Onların da bu kazadan ders çıkaracakları yönler çok elbette!
Ama... Olayın bir de çağdaşlık ve gerekli altyapı boyutu var.
Yani... Bazı özel cihazlar.
Kazaların büyük bölümünün iniş ve kalkışlarda meydana geldiği göz önüne alındığında da ’olmazsa olmazlar’.
Bunların en başında geleni de ILS.
Otomatik güvenli iniş sistemi...
Pilotların önemli bir yardımcısı. Güvenliğin sigortası...
Bazı pilotaj hatalarının en aza indirgenmesi.
O yüzden de maliyeti ne olursa olsun, ’insan yaşamı hiçbir şeyle ölçülemez’ mantığı ile çağdaş ülkelerde temel altyapı unsurlarından biri.

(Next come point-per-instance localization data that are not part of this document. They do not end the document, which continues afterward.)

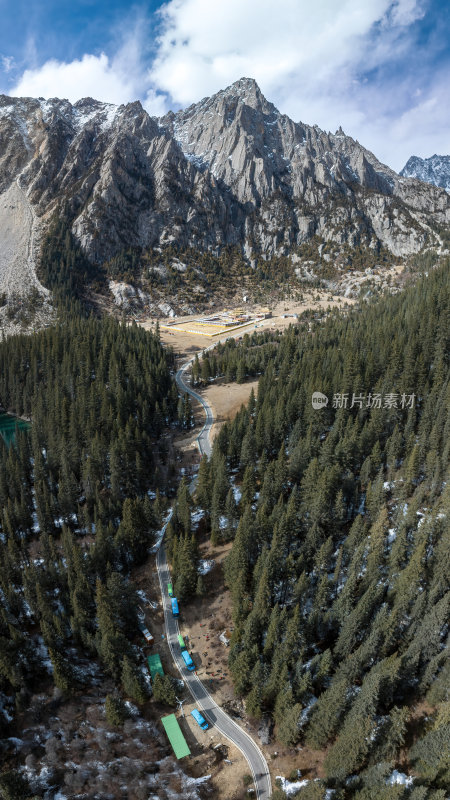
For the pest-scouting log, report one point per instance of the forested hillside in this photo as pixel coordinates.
(339, 570)
(76, 513)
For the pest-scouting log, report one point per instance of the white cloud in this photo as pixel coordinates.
(7, 63)
(309, 59)
(120, 79)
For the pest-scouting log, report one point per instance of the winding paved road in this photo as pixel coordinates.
(212, 712)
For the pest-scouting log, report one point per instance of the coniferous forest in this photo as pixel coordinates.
(75, 497)
(338, 518)
(339, 569)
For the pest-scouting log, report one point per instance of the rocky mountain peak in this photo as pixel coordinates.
(228, 170)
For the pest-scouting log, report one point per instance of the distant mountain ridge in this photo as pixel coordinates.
(229, 170)
(435, 170)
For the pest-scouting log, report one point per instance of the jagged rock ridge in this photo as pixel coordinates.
(435, 170)
(230, 170)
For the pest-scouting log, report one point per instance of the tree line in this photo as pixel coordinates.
(79, 497)
(339, 569)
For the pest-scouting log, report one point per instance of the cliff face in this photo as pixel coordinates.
(228, 170)
(435, 170)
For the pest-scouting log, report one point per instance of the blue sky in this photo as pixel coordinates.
(379, 68)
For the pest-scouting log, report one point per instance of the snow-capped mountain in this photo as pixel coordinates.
(229, 170)
(435, 170)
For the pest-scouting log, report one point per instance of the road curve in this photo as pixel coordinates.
(212, 712)
(204, 445)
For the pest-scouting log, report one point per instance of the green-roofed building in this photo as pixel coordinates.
(175, 736)
(155, 666)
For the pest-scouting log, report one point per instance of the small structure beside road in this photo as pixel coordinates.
(225, 637)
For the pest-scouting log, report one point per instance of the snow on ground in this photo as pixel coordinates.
(42, 652)
(237, 494)
(196, 516)
(400, 778)
(205, 565)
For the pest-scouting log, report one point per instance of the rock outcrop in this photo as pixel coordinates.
(435, 170)
(230, 170)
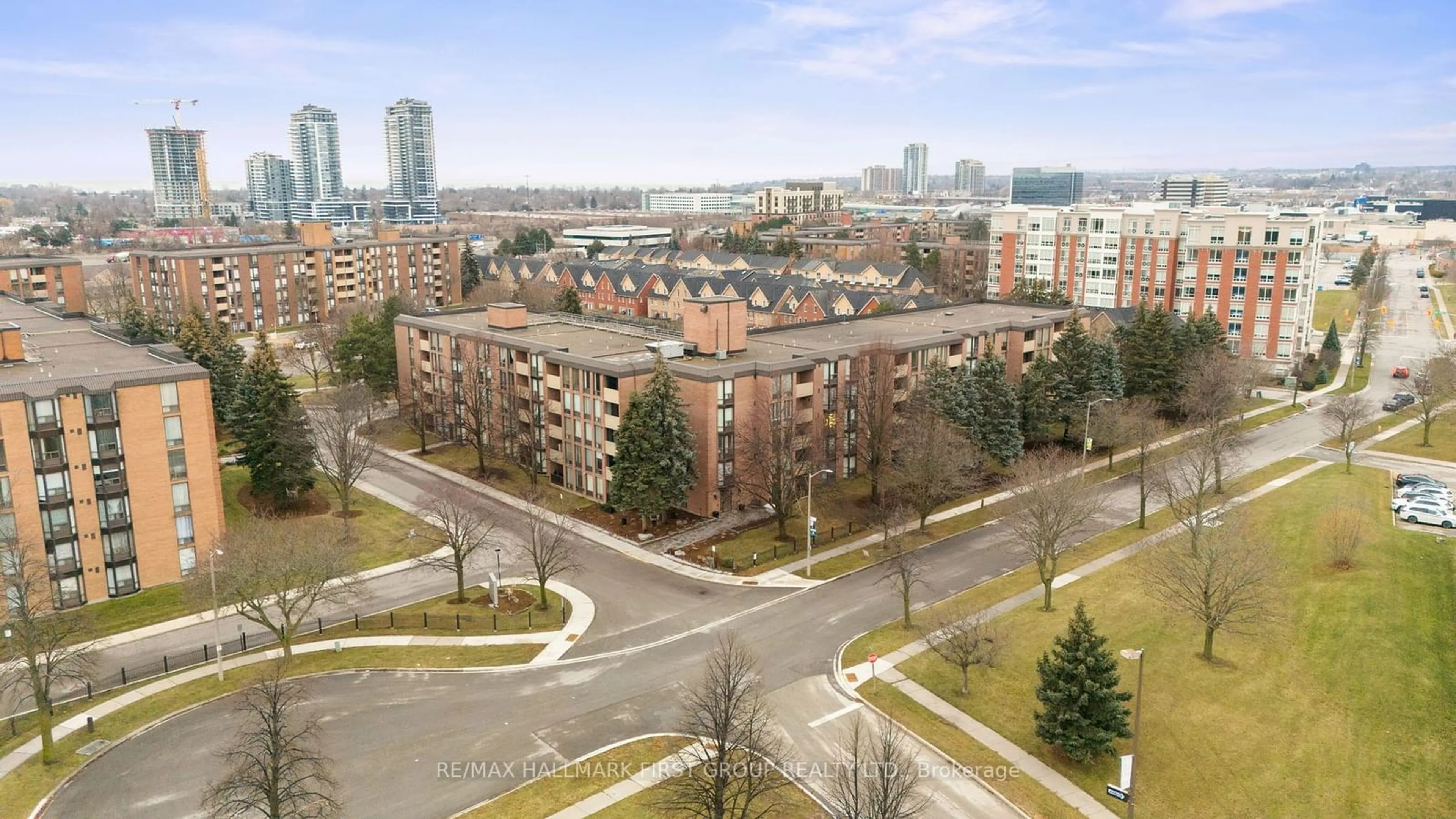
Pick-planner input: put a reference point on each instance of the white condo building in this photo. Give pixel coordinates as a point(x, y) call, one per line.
point(410, 151)
point(180, 173)
point(916, 169)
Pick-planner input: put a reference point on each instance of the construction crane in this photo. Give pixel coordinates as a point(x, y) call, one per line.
point(175, 102)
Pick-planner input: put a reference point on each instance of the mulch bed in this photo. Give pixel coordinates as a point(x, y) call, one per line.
point(311, 505)
point(513, 601)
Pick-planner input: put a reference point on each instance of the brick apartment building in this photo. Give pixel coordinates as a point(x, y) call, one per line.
point(276, 285)
point(108, 457)
point(1254, 270)
point(49, 279)
point(565, 381)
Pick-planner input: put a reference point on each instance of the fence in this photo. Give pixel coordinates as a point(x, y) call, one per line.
point(133, 674)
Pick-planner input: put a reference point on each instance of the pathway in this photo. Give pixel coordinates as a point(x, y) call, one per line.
point(557, 643)
point(854, 677)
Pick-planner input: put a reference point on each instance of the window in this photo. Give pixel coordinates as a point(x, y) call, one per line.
point(173, 428)
point(185, 534)
point(177, 464)
point(169, 397)
point(187, 560)
point(181, 499)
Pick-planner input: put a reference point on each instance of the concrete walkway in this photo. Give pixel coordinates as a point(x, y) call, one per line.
point(557, 643)
point(884, 668)
point(601, 537)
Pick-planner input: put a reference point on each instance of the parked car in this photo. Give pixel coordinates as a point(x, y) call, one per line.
point(1407, 479)
point(1429, 515)
point(1398, 401)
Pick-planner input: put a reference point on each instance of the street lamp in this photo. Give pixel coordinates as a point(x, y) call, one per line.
point(1138, 717)
point(809, 525)
point(218, 624)
point(1087, 430)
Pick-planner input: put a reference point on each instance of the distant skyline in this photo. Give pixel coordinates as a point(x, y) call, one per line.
point(667, 93)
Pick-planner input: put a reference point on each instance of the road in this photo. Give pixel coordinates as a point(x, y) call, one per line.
point(389, 732)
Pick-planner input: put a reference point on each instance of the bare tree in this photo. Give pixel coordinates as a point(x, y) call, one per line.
point(771, 463)
point(875, 774)
point(548, 544)
point(965, 639)
point(871, 394)
point(464, 525)
point(1145, 429)
point(308, 358)
point(46, 649)
point(934, 463)
point(905, 570)
point(344, 451)
point(1345, 414)
point(1433, 382)
point(1050, 503)
point(1228, 581)
point(276, 764)
point(1343, 528)
point(277, 572)
point(728, 713)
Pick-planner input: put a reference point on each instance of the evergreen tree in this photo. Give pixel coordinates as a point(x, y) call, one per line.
point(471, 275)
point(225, 371)
point(998, 417)
point(1039, 399)
point(1083, 709)
point(567, 301)
point(656, 455)
point(267, 417)
point(1149, 356)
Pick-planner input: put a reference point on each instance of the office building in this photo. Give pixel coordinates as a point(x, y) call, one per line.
point(44, 279)
point(567, 381)
point(1254, 270)
point(678, 202)
point(180, 174)
point(108, 457)
point(970, 177)
point(1046, 186)
point(1194, 191)
point(270, 186)
point(800, 202)
point(271, 285)
point(410, 152)
point(880, 180)
point(617, 235)
point(916, 169)
point(318, 177)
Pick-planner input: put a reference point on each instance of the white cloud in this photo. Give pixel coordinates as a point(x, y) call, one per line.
point(1212, 9)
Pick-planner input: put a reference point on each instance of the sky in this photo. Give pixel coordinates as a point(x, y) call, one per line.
point(695, 93)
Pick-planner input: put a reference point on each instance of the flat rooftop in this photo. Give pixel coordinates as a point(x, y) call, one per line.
point(11, 263)
point(69, 356)
point(624, 346)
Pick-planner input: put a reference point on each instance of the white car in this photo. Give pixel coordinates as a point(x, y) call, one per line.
point(1429, 515)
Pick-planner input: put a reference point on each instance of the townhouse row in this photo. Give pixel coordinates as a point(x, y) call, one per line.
point(558, 385)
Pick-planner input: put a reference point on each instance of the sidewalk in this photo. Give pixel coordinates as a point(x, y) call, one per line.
point(778, 579)
point(854, 677)
point(557, 643)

Biz de ’bakkal dükkanı’ gibi havaalanı açılır da, altyapıyı kimse düşünmez.
Ta ki bir kazaya kadar. Yani illa acı olacak!
Oysa önemlisi; önce sağlam altyapı.
İnsan yaşamına önem. Siyaset, oy hesabı sonra.
Bakın; Türkiye çapında 24 havaalanında hala ILS cihazı yok.
Yani pilotun ’en önemli desteği, kılavuzu’.
Ve ILS sistemi olmayan alanlardan 4’ü de Ege’de.
Balıkesir, Çanakkale, Uşak, Denizli.
Diğerlerini de merak ediyorsunuz; biliyorum:
Diyarbakır, Kayseri, Gaziantep, Van, Adıyaman, Ağrı, Elazığ, Erzincan, K.Maraş, Konya, Malatya, Mardin, Muş, Siirt, Ş.Urfa, Sivas, Isparta, Sinop, Tokat, Zonguldak...
Hava ulaşımı çağdaşlığın göstergesi de...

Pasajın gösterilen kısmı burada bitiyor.